Insiste un costante pensiero che identifica il benessere nelle condizioni di domestica agiatezza. A tutte quelle condizione che, in specie, ci consentono di dedicare al meglio il nostro prezioso tempo.
La possibilità di circondarsi di allietatori ed alleviatori di fatica cresce smisuratamente in una società ipertecnologica e consumistica. Tale immane dotazione e tale esteso impiego garantirebbero, almeno sulla carta, una economia di tempo e di impegni domestici, a tutto favore del consumatore-risparmiatore.
Fatto sta che, nonostante l’inusitata disponibilità di mezzi, il tempo personale così economizzato non pare restituire all’essere umano la libertà, né la spensieratezza che ne dovrebbe derivare.
In tal senso, neppure la gravosa attuale circostanza dell’ emergenza epidemiologica riuscirà, probabilmente, a far invertire all’essere umano la sua masochistica rotta.
Ogni pensiero singolo attinge alla personale appartenenza: da qui, tra l’altro, fluisce la sua massificazione-omologazione, di cui possiamo ben scorgere gli effetti. In questi effetti siamo immersi, senza margini di fattivo miglioramento, senza la possibilità di riconoscerne la effettiva connotazione.
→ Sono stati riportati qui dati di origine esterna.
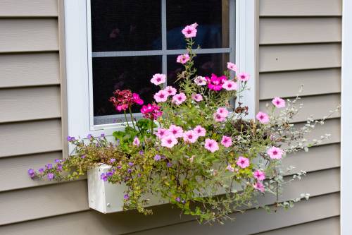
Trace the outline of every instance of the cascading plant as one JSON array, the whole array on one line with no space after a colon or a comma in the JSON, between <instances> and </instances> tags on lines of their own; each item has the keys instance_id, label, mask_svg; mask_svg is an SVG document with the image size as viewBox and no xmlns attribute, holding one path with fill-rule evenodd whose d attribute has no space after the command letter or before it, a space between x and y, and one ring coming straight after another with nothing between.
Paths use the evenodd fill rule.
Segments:
<instances>
[{"instance_id":1,"label":"cascading plant","mask_svg":"<svg viewBox=\"0 0 352 235\"><path fill-rule=\"evenodd\" d=\"M230 62L220 76L197 74L194 62L197 25L182 30L187 54L177 59L184 68L177 75L178 89L163 87L166 76L155 74L151 82L161 90L154 95L155 103L142 107L144 118L139 120L132 107L142 105L143 100L130 90L116 90L110 101L117 111L123 111L126 126L113 133L115 141L103 135L89 135L88 140L68 137L75 152L54 165L29 169L30 177L73 180L89 169L107 164L110 171L101 174L101 180L125 185L125 210L151 214L147 195L152 195L201 222L222 223L233 219L234 212L253 207L288 208L308 199L309 195L303 193L279 200L283 186L305 174L300 171L284 177L292 167L284 169L282 158L308 151L327 139L328 135L309 143L305 135L329 116L320 121L308 119L296 128L291 122L302 108L297 104L299 98L275 97L268 114L259 112L256 119L248 119L247 107L231 104L249 89L249 74L239 73ZM272 206L256 200L265 193L277 198Z\"/></svg>"}]
</instances>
Una omologazione stilistica si è radicata nell’anestetizzato ed inermizzato “bipede implume” (cit.Platone), sempre appeso all’idea, mistificante ed ingannevole, di acquisire una sempre maggiore condizione di agiatezza.
Gran parte delle invenzioni, a composizione del nostro arredo quotidiano, adesca ed asservisce l’intelletto, ben lontano dal suscitare un reale vantaggio.
La “tentazione per le comodità” imbriglia l’umanità civilizzata. La rende subordinata, dipendente e gracile, fisicamente e psichicamente, nella misura in cui gli aspetti sono interconnessi.
Non sorprenda, pertanto, osservare una addomesticata moltitudine umana brancolare al buio, ed anche alla luce, sventolante il vessillo della libertà: una libertà che, non essendo un dato originario, pretende, per questo, una ri-conquista giornaliera.
In sintesi conclusiva: oltre il danno delle comodità, anche la beffa.